US20260163560A1
2026-06-11
19/387,497
2025-11-12
Smart Summary: An electronic device has two main parts called circuit modules and a transmission module connecting them. The first circuit module sends data to the second circuit module through this transmission module. Inside the transmission module, there are stages of driving circuits that help manage the data flow. Each stage contains special components called retimed pipeline flip-flops, which help keep the timing of the data accurate. However, the timing is only balanced within each stage, not between different stages, allowing for more efficient operation. π TL;DR
The present invention provides an electronic device including a first circuit module, a second circuit module and a transmission module is disclosed. The transmission module is coupled between the first circuit module and the second circuit module, wherein the first circuit module transmits multiple data to the second circuit module through the transmission module, and the transmission module includes at least one stage of driving circuits. Each stage of driving circuit includes multiple retimed pipeline flip-flops, and during clock tree synthesis, only the flip-flops within each stage of the driving circuit are clock balanced, and if there are multiple stages of driving circuits, no clock balance is performed between the multiple stages of driving circuits.
Get notified when new applications in this technology area are published.
H03K3/037 » CPC main
Circuits for generating electric pulses; Monostable, bistable or multistable circuits; Generators characterised by the type of circuit or by the means used for producing pulses by the use of logic circuits, with internal or external positive feedback Bistable circuits
H03K5/135 » CPC further
Manipulating of pulses not covered by one of the other main groups of this subclass; Arrangements having a single output and transforming input signals into pulses delivered at desired time intervals by the use of time reference signals, e.g. clock signals
The present invention relates to two circuit modules with long-distance signal transmission.
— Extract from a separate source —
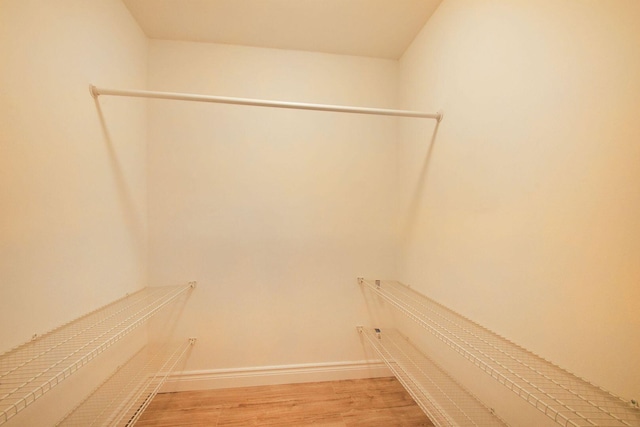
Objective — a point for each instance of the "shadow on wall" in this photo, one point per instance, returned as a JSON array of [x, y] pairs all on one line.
[[414, 206], [132, 218]]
Very large-scale integration (VLSI) circuits are typically divided into multiple circuit modules, and each circuit module is designed as a hard macro during the circuit layout process. When some hard macros are located far apart, signals need to be transmitted through long-distance routing. However, when the clock frequency used by the hard macro is high, this long-distance signal transmission may require several to dozens of clock cycles. Therefore, in order to solve the setup time violation issue of flip-flops caused by long-distance signal transmission, it is traditionally required to insert a retimed pipeline flip-flop at appropriate intervals along the long-distance routing to meet the setup time requirements of the flip-flops. The setup time for flip-flops is a well-known technique in this field, and thus will not be described here.
Due to the difficulty of achieving globally-synchronous design in VLSI circuits, one solution is to allow multiple circuit modules within the VLSI circuit to operate without the need for deliberate clock tree balancing to reduce clock skew. Instead, each circuit module handles its own internal clock synchronization, i.e., using a globally-asynchronous and locally-synchronous (GALS) design approach. Additionally, because multiple retimed pipeline flip-flops placed along the routing between two circuit modules require clock balancing, it is generally necessary to generate multiple clock signals from a single clock source through clock tree branches to trigger these retimed pipeline flip-flops. However, when there are many long routes between two circuit modules, the multiple clock signals generated by the clock tree often have significant clock skew, which increases the difficulty of meeting both setup time and hold time requirements across different process corners. This could potentially lead to both setup time violations and hold time violations in different corners.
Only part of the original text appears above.